Теперь слышал Борис и большее.
«Весь путь твой к трону — ложь, неправедность, преступление! Ты от великой гордыни, в алчном властолюбии опоил дурным зельем Грозного-царя! Ты вложил нож в руку убийцы царевича Дмитрия! Ты обманул Москву ордою и свалил себе под ноги! Ложь! Ложь! Ложь! И ответ за то будет!» — вопили колокола.
Борис шагнул вперед. Его бил озноб. Не помня себя, заглушая рвущие душу голоса, Борис крикнул:
— Отче, великий патриарх Иов, и ты, люд московский! Бог мне свидетель, что не будет в царствовании моем ни голодных, ни сирых. Отдам и сию последнюю на то!
Борис ухватил себя за ворот сорочки и, оттягивая и рвя ее у горла, выкрикнул еще громче и исступленнее:
— Отдам!
И еще раз солгал.
Народ закричал.
Из дальнего угла площади, заслоненный стоящими ближе к паперти, странно смотрел на Бориса юноша в скромной одежде — Григорий Отрепьев…
Глава третья
Борис был щедр. Семь дней москвичей угощала царева казна, и каждый, кто желал, мог вкусить у царских столов на Пожаре, у столов, выставленных у Боровицких ворот или на Болоте. Да и во многих иных местах стояли столы, и царские слуги подвозили к ним новые и новые яства. С утра шли люди, ползли нищие и убогие к Кремлю, и над Пожаром не смолкали голоса. Тут и дудочники, и скоморохи, и рожечники, и ложечники. Трещат ложки, гудят рожки, и вертится, кружится праздничный хоровод: яркие сарафаны, огненные ленты, улыбчивые лица с румянцем на щеках.
— Эх! Ходи, веселись, славь царя!
Борис дважды тайно с кремлевской стены смотрел на народ. Каруселью ходила толпа по Пожару, но как ни высоко было царево окошко, а разглядеть можно было медно-красные лица, распиленные бочки с медом, стоящие тут и там, большие ушаты с соленьями, кашами и другими угощеньями. Глаза Бориса были внимательны, словно он определял, достаточна ли мера радости, звучащая в людских голосах на Пожаре. Но, видно, царь остался доволен, так как ничего не сказал Семену Никитичу, поднимавшемуся вместе с ним на кремлевскую стену.

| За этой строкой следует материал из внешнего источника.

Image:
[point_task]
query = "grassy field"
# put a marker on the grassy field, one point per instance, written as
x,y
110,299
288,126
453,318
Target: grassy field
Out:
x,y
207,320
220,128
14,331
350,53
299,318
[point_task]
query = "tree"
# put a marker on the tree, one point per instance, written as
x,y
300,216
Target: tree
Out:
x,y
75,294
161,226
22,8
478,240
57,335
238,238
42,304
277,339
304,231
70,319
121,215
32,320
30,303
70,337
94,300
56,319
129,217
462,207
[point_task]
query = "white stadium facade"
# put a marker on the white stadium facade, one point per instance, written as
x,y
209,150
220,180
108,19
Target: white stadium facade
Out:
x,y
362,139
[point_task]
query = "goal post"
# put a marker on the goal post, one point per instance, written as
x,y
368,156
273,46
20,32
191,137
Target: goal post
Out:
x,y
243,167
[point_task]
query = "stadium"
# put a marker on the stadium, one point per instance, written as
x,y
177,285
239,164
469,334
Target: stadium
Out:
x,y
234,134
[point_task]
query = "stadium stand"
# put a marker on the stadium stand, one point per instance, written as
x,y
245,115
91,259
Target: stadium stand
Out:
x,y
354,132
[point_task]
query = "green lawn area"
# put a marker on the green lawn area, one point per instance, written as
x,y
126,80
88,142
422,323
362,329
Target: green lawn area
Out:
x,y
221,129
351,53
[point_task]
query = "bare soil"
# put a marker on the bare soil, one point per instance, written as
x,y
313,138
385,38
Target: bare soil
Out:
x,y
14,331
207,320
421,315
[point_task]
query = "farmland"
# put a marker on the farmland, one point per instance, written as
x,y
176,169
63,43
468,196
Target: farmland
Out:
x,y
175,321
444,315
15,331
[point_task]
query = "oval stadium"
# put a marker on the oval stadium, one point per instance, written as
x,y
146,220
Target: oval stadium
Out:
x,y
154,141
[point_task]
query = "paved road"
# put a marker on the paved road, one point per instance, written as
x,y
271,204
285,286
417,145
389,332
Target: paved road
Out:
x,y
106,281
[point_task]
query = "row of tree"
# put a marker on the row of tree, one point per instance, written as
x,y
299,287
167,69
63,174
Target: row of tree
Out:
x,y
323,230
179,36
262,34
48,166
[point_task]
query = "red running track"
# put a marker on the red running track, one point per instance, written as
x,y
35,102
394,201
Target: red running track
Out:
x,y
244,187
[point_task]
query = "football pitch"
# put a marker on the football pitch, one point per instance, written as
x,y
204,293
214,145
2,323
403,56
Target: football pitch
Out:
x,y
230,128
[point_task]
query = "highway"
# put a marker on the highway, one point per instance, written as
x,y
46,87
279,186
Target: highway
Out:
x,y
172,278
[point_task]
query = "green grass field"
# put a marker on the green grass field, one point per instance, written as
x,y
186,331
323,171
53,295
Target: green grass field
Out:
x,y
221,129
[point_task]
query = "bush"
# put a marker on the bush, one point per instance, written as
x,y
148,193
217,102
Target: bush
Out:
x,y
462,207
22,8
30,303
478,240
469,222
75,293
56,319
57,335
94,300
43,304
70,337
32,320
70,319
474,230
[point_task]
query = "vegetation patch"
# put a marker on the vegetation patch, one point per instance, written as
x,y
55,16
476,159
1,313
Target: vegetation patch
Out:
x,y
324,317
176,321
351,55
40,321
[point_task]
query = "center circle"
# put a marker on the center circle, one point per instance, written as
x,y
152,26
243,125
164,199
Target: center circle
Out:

Но гулянье на Пожаре было лишь малой толикой Борисовых щедрот. У Кремля бросали в народ штуками сукно и камку, раздавали бабам цветные платы и всему люду сыпали без счета печатные пряники. Медовые, сахарные, маковые.
И это было не все.
Главным полагать следовало тройное жалованье, выданное служилому люду.
Бирючи прокричали на стогнах:
— Первое жалованье — памяти для покойного великого государя царя Федора Иоанновича! Другое — для своего царского поставления и многолетнего здоровья! Третье — годовое, для вашего благоуспеяния!